How Do You Face Your Leadership Flaws?
I came face to face with one of my leadership and interpersonal flaws this week.
During the exchange with a friend that brought the issue to light, we agreed fairly quickly about one thing—if you are too old to learn and change, you are already dead. Pretty harsh realization yet foundational to living a life with meaning. As I am on the upper end of the age spectrum, this way to approach life has daily application and significant ongoing impact.
We all have flaws. After Googling “leadership flaws," I found an article in a 2009 issue of The Harvard Business Review. They said the worst leaders:
- Lack energy and enthusiasm
- Accept their own mediocre performance
- Lack clear vision and direction
- Have poor judgment
- Don’t collaborate
- Don’t walk the talk
- Resist new ideas
- Don’t learn from mistakes
- Lack interpersonal skills
- Fail to develop others.
OUCH. Which of those hit home for you?
Let's focus on "lack interpersonal skills” for a minute. I remember a recent conversation with Judy and how she directed me to an issue of Fortune magazine where the sub-headline read: “The Three Skills You Need to Survive in the New Workplace." The article asked the somewhat new and challenging question: “How will we humans add value?” (Because technology is replacing so much of the repetitive, clerical, and somewhat administrative tasks). The bottom line to a number of articles identified the skill of creating and maintaining relationships and being empathetic as the keys to keeping humans relevant.
From a more introspective perspective, I am challenged to examine those flaws listed above and, in my case, the specific issue facing me now. Again, each of us will be helped by choosing to go through this introspective, very personal dialogue, even with ourselves.
One of the questions asked as part of a survey in that same Fortune issue is this: “How comfortable are you in talking publicly about yourself and your experiences?” Frankly, by writing this blog, I’m exploring that question for myself.

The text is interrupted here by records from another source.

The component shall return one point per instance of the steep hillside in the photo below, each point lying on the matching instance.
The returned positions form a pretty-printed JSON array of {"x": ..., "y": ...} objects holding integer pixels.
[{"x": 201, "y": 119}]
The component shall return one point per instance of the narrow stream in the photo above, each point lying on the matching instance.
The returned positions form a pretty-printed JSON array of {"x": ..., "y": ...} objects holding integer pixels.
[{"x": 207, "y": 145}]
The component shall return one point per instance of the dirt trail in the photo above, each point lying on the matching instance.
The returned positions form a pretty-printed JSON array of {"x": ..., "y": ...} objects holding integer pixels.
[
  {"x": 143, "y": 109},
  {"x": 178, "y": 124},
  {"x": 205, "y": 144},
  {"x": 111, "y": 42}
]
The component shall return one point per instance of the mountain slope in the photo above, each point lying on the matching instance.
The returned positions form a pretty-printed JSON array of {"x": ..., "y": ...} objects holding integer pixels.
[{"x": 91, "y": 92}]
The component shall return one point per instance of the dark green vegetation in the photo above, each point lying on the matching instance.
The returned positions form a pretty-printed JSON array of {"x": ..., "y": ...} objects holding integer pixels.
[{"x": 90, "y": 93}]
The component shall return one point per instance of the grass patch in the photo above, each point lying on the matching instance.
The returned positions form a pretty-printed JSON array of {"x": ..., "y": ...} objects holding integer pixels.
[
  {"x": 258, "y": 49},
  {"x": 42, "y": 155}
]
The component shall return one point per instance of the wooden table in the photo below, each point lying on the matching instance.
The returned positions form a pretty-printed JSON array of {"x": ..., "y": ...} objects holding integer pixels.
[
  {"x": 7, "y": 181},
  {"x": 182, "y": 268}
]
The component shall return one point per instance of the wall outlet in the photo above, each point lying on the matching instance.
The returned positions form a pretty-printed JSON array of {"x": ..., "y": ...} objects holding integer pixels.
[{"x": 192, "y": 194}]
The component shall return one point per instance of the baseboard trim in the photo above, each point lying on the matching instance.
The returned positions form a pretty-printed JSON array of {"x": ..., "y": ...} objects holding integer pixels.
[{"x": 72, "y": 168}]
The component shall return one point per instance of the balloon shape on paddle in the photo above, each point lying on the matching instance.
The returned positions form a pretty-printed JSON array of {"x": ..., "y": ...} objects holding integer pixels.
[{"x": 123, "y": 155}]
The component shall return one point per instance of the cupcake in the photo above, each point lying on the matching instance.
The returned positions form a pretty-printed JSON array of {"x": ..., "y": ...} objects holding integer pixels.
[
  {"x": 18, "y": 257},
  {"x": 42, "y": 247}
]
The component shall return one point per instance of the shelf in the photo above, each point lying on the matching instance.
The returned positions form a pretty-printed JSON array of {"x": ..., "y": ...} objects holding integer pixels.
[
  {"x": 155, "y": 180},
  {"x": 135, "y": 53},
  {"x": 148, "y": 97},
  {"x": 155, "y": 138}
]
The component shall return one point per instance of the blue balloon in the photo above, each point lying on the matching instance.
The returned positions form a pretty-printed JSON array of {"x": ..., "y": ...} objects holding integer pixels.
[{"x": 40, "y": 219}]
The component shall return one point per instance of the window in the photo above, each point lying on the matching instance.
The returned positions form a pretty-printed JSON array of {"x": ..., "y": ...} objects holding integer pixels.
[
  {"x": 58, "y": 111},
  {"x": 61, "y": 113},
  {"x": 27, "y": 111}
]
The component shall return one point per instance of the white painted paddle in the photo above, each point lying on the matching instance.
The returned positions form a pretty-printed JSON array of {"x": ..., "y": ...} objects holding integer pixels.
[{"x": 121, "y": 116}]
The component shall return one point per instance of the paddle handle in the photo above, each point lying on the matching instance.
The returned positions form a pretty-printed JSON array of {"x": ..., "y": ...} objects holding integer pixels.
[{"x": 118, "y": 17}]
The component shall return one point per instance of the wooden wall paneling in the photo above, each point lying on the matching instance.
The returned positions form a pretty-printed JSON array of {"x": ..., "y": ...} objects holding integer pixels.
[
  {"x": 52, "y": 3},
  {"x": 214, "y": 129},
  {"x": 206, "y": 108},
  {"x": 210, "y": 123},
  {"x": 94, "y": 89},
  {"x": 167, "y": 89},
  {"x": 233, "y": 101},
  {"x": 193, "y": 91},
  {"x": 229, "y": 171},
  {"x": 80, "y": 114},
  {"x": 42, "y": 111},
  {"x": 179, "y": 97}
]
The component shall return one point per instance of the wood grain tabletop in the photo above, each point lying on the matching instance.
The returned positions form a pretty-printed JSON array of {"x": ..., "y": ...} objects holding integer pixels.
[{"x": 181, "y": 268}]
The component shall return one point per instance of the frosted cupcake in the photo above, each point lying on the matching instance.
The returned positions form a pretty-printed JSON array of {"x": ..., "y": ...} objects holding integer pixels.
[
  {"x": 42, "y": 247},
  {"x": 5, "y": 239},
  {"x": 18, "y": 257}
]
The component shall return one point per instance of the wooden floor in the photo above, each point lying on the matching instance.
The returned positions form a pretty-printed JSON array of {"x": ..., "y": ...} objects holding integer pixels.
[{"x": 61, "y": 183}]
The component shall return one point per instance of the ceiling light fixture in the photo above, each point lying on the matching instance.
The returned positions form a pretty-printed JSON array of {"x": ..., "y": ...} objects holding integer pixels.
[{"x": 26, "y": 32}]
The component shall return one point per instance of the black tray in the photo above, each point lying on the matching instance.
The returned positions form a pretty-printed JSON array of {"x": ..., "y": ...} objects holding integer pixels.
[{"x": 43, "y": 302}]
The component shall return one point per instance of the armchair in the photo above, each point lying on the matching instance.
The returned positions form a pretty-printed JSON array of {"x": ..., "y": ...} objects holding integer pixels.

When I am faced with a discussion that is either not going anywhere or is entering the “round and round” phase, an internal tension quickly shows up. My internal tension is evidenced by the characteristics and actions that can be described as “impatient." That impatience often evidences itself in ways that are neither empathetic or relationship building. Sometime it borders on rude and sometimes even more off-putting.
Pretty sobering realization.
When I go to my spiritual, Biblical, resources and look for guidance, a couple of items show up:
Proverbs 19:11: A person’s wisdom yields patience; it is to one’s glory to overlook an offense.
Ecclesiastes 7:8: The end of a matter is better than its beginning, and patience is better than pride.
Romans 15:5: May the God who gives endurance and encouragement give you the same attitude of mind toward each other as Jesus did.
Ephesians 4:2: Be completely humble and gentle; be patient, bearing with one another in love.
These guidelines certainly talk to the issue as I struggle to come to grips with what is true. It is not hard to see the rightness of those truths. That having been said, the question still remains:
How will I choose to respond, change, and create some new neural pathways, and new ways of responding?
I don’t yet have all the answers. Maybe you have already been down this path and can share the solutions of your journey.
I read the following affirmation from a man who God took on an amazing life journey: May the God of hope fill you with all joy and peace as your trust in him, so that you may overflow with hope by the power of the Holy Spirit. His name was Paul.
Be blessed as you journey through this coming week.